The problem of unearned complacency. Where does merit come from, what responsibility can we actually take on? That of our own nature: “one becomes who one is, even if for a long time one has no idea who one is.”
In Goethe’s finest passages we notice what at first glance seems surreal, but in his finest passages it is simply him. Nietzsche and Jünger are a little bit German, but above all they are Goethean.
Surrealism is relative; this becomes obvious in the differences between species, in differences of type: a lion or an eagle are not distinguished from centaurs or chimeras by not being assembled out of different pieces.
It is too simplistic, but perhaps right all the same, to believe that in nature there is a modus in rebus, to deny that a castle can arise from stones thrown at random.
But the difference between the well-achieved and the surreal leads us to something of the kind: the puzzle pieces may fit even if they fit badly; this kind of assembly is the one that resists by not resisting idleness.
And isn’t this what we admire, and what we resent in the best?, that they are themselves and by their example show us what we have always intuited? What we are bound to be crystallizes, even more vehemently precisely when we try to inhibit it.
There is the unity: the parts come from the same place, from the totality that determines the point; once we think it through, the question of how different things can fit well, all assembled together in a smaller sphere, is a bit of nonsense we leave behind.
The totality has force in its subsets too—lesser force—this reveals its nature in negation. Goethe almost no longer negated at the end of his life, amor fati.
This brings us to Descartes: what distinguishes the living from the dead if both are assembled from parts?
The line is gold, the points silver, that is: perhaps the machine does not endanger life, as Jünger proposes; perhaps what is more decisive there is the failure to recognize that the parts come from the totality that determines that point.
Hence the point has no parts for Da Vinci, every point is a bridge, a line; this fits well with the fact that it is not wise to divide the world in two, but perhaps the notion of entropy is being misread?, how can chaos be increasing as a whole and yet within the whole it still be possible to form?, doesn’t formation have as much right as deformation, what tells us that nature’s capacity to restore itself is, in the whole, something of lesser rank, something that always loses.

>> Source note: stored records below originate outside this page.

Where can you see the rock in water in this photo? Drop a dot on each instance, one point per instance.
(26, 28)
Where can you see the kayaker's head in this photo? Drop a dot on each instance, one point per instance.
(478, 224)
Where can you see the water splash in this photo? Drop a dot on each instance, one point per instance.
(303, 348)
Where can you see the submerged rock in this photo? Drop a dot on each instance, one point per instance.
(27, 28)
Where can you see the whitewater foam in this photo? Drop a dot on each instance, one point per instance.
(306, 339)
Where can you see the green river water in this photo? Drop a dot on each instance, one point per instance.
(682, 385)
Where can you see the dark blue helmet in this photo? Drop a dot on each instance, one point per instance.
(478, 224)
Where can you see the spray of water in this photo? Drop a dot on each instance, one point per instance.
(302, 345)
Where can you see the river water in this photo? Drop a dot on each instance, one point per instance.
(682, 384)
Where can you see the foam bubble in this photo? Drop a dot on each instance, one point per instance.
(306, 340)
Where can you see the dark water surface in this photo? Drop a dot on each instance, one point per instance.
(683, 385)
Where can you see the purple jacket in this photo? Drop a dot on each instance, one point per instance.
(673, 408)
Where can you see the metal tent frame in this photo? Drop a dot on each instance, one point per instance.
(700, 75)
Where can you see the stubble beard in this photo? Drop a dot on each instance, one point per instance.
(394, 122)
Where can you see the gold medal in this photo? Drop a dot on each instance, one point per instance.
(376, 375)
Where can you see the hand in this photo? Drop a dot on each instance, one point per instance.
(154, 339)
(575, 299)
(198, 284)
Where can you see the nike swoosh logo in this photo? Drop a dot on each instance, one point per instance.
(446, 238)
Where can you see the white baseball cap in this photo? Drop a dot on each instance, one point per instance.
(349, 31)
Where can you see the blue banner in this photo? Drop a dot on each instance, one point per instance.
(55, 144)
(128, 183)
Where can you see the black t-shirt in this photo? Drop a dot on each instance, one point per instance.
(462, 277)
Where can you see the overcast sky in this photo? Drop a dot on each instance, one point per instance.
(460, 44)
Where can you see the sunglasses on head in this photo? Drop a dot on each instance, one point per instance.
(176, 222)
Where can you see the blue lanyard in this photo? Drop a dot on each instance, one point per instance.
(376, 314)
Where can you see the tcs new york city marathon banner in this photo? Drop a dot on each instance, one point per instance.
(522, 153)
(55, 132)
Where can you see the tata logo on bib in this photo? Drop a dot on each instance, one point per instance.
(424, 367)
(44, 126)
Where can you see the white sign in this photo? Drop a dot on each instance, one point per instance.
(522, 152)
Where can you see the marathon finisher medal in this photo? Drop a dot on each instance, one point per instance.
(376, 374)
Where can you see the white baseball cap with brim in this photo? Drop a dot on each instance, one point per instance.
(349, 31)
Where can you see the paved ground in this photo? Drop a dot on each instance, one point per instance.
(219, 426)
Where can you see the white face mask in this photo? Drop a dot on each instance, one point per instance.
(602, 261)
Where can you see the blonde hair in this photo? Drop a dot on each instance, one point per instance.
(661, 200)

Is this not perhaps a confession of the limits of physics as we know it so far?, and especially of most physicists. Stupidity is constant; it gives genius consistency, fewer hunt than cook: a handful of higher human beings is enough; engineers, on the other hand, we will never have enough of.
The natural value of changing one’s mind later is given more by the need in us for what cannot vary than by other uses, and that is healthy, “that is art in art”; if nature wants it so, if in this way nature expresses the totality that determines the point, so be it; responsibility does not lose its value because of that.
Both Jesus and Einstein brought us closer to the meaning of the local, Jesus through the cross—this reaches much farther than was once thought, it is also a good equation; “We represent the possibilities we were granted, but we do not execute them; existence not only as complement but as function; one way of seeing the capacity we were granted, the local portion of our nature, is the force of ‘crossing’ our nature, something present in the lion and the eagle, or in the human figure, but also as exaggeration (where it becomes more evident) in surrealism. It gives the impression that art and religion get ahead of technique.
Crossing our nature, a matter of integrity: approach the unfamiliar through the familiar; the spiritual dimensions go much farther beyond and much nearer than our nature, toward nature, toward the totality that determines our nature; that we can cross it is something close to free will.